As a public chain with different views and developers holding different stances, this vote has been lauded in some quarters—termed as a milestone, which in the opposite corner, Peter Szilagyi has admonished voters saying this will open up the network for DDOS attacks.
— Péter Szilágyi (@peter_szilagyi) June 19, 2020
If passed, the general health of the Ethereum network could deteriorate as the network users prefer speed over security.
Security, transparency and control over speed.
You chose the latter. In time, many people will choose the former. Just like internet speeds in the 90s, it needs to speed and scale up.
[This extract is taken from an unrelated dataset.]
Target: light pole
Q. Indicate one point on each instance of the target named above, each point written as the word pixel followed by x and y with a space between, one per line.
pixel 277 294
If we were in the 90’s you would most probably be like Letterman. https://t.co/OBhyqHqKoH
— Malcolm Cauchi (@MalcolmCauchi) June 19, 2020
Gas is the “fuel” of Ethereum and is used to settle transactions, execute smart contracts, and even launch dApps.
With the Gas limit representing the maximum amount of ETH one is willing to pay or confirming a transaction—each at 21,000, and the higher the amount one is willing to pay per transaction, the faster it will be executed.
According to Gas Price Oracle, a 49 GWei transaction will be settled in less than two minutes while the one with 40 GWei will take less than 30 minutes to settle.
Vitalik: It’s a Vote of Trade-offs
Still, as Vitalik Buterin puts it, it’s a vote of trade-offs.
If the Gas limit is pushed to 12.5 million on the mainnet, it will insinuate that the network can process 44 transactions per second. However, as it is evident, the vote is beyond throughput but more of the state of the network.
Some observers opine that if Ethereum runs away with the 12.5 million Gas limit, the worst-case scenario is a state when it fails to produce blocks. Blocks are key since they contain validated transactions and its continuous generation is the pulse of Ethereum.
The Gas limit is changed every block. Algorithms that fix the minimum and max Gas limit per block. This way, block generation time is kept at a minimum and the network remains decentralized.
Although it can be reset by the miner by a factor, it helps protect a mining node from attackers who would make an effective infinite transaction loop.
Whether the vote to increase the mainnet Gas Limit to 12.5 million will help prevent congestion as miners earn more from fees isn’t clear yet. What’s clear is that ETH related fees will spike, rising above Bitcoin’s.